Resiliency

Download Resiliency Guide (PDF)

Here's what we know about resiliency:

  • It is the ability to steer through life's challenges and bounce back from adversity in a positive way.
  • Helps people deal with stress, overcome childhood disadvantages and reach out to new opportunities.
  • It is not a personality trait and develops throughout your life.
    • Develops through the interaction of supportive relationships, biological systems and gene expression.
  • Research demonstrates that it can be linked to higher levels of happiness, positive relationships and greater success in school, work and life.

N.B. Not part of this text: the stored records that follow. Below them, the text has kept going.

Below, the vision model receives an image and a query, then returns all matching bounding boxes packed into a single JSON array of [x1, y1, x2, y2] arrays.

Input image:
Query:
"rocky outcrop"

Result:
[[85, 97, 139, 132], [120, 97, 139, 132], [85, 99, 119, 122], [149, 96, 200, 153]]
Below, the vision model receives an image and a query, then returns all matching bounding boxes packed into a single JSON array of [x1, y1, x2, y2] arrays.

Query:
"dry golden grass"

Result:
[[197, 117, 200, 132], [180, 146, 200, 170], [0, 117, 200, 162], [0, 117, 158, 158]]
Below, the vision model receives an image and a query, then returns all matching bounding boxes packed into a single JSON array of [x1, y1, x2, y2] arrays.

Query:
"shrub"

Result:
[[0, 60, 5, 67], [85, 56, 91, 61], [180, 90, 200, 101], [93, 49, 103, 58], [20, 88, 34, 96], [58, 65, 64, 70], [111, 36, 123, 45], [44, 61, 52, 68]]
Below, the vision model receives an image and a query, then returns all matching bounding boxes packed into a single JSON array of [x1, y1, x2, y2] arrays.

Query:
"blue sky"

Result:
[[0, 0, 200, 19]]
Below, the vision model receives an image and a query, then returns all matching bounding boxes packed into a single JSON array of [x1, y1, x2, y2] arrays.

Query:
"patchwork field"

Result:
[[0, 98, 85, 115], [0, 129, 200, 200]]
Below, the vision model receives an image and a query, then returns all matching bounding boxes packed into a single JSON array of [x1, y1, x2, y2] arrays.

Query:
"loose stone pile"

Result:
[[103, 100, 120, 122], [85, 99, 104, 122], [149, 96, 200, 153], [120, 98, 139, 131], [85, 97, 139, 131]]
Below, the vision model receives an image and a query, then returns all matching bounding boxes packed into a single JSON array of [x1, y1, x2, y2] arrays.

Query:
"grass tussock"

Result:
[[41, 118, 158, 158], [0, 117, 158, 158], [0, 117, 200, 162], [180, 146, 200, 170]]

Within your professional role and considering the social determinants of health, how do you:

  • Share strategies with parents? Examples:  
    • Calming strategies such as deep breathing, hugs, movement, a drink of water, music, art, taking a break, sensory play, etc.
    • Modeling and nurturing the development of positive thinking habits and reaching out for support as needed.
    • Encouraging children to keep trying even when it is hard. Helping them learn that mistakes are okay.
    • Giving children opportunities to help out and contribute to the needs of others through meaningful tasks such as: getting a band aide for a friend, help cleaning up, help with mealtime preparation.
  • Discuss how the parent or caregiver is coping and their support system.
  • Explore opportunities for connecting to informal and formal supports (community, neighbourhood, resources, groups).
  • Support the parent or caregiver to have realistic, age appropriate expectations for their child.
  • Administer an appropriate screening tool to ensure that the child is meeting their expected developmental milestones and refer if applicable.